Falando em inchaço, as últimas 250 páginas do livro são absolutamente desnecessárias. O livro, que de início se apresenta como um thriller na floresta, se torna um thriller militar e depois se torna um pretensioso e enrolado off-road que nunca acaba. Sério. Nunca acaba mesmo. A leitura se torna, assim, extremamente mecânica e dolorosa. Conversas intermináveis, sejam de forma vocal ou mental (sim, telepatia), assim como lembranças e mais lembranças, descrições e mais descrições. Tudo é demais aqui. Exageradamente despudorada de limites. Poucas vezes vi um autor se valendo tanto de seu nome num livro. Stephen King aqui, joga com o peso da camisa.

Outro ponto é a falta de foco do objeto. Tantas situações se perdem e, percebendo que há pouco com o realmente foi trabalhado até então, a narrativa é concentrada em suas catarses e tão apenas nas urgências das mais variadas naturezas que o autor consegue misturar enquanto lida com uma doença estranha e mentes invadidas. Já escrevi outras vezes como o excesso de picos de tensão tornam qualquer história monótonas justamente pelo costume que causa ao leitor durante sua execução e aqui não é exceção. Tensão e clímax quando acontecem o tempo todo, não surpreendem depois de um tempo. O desenvolvimento, assim, se torna nulo e sua estética inexiste completamente que o resto é precário, já que os MaCguffins que tanto movem tramas e motivações são inúmeros e tão instáveis dentro dos contextos que o que resta é torcer para que a história acabe logo.

Sr. Cinza

duas coisas extremamente incômodas na história e que precisam ser ditas porque afetam diretamente o entendimento do que um Narrador-Observador faz, que é contar a história com certo distanciamento. A primeira delas é de ordem escatológica. Nunca vi tantas descrições desnecessárias sobre gases, arrotos e seus odores. A primeira dinâmica em que essas coisas estão envolvidas são necessárias. O problema é que depois, mesmo quando o leitor está familiarizado com os... procedimentos do Fungo Ripley, tudo é repetido à exaustão. Já a segunda é de uma ordem mais sociológica e de coerência. O Narrador-Observador tem o papel de ser impassível. Ainda que existam parcas variações sobre o tema (e que são válidas), usar da pretensa jocosidade como jogo de palavras não auxilia em nada. Assim, a palavra “retardado” durante a obra é utilizada tantas vezes que cansei de contar, assim como a palavra “bocetinha” que, mesmo quando a situação que a envolve passou, continua ser dito em inserções desmedidas.

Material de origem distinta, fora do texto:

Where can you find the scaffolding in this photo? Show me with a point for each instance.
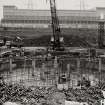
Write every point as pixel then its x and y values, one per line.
pixel 41 72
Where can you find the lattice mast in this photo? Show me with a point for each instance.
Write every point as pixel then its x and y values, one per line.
pixel 57 39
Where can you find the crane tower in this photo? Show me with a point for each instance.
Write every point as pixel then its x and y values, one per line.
pixel 57 40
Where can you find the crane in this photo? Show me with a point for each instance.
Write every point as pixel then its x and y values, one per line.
pixel 56 40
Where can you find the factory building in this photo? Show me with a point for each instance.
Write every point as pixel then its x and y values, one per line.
pixel 25 18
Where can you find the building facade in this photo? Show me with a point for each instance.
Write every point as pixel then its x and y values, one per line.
pixel 24 18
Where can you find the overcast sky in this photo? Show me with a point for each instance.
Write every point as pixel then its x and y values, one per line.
pixel 61 4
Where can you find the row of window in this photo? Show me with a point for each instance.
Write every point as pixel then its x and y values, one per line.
pixel 48 21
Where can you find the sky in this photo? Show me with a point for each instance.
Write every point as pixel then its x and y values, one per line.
pixel 61 4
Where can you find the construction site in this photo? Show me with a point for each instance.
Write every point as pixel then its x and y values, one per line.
pixel 50 62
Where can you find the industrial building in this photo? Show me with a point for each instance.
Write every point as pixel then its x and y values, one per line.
pixel 26 18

O excesso de núcleos também afetam. São quatro amigos, cada um com seu protagonismo que disputa espaço com o núcleo militar e seus dois protagonistas/antagonistas, assim como os espaços para Duddits que são abertos aleatoriamente e o próprio Sr. Cinza que tem muitas páginas dedicadas.  Contando por baixo, você tem oito personagens ao longo de apenas 650 páginas que precisam de desenvolvimento, conflitos, resoluções dentro de uma coesão narrativa e com finais satisfatórios (algo que Stephen King nem sempre consegue dar). Não preciso nem dizer o resultado disso, não é?

Sr. Cinza de novo? Não. É só o Stephen King. 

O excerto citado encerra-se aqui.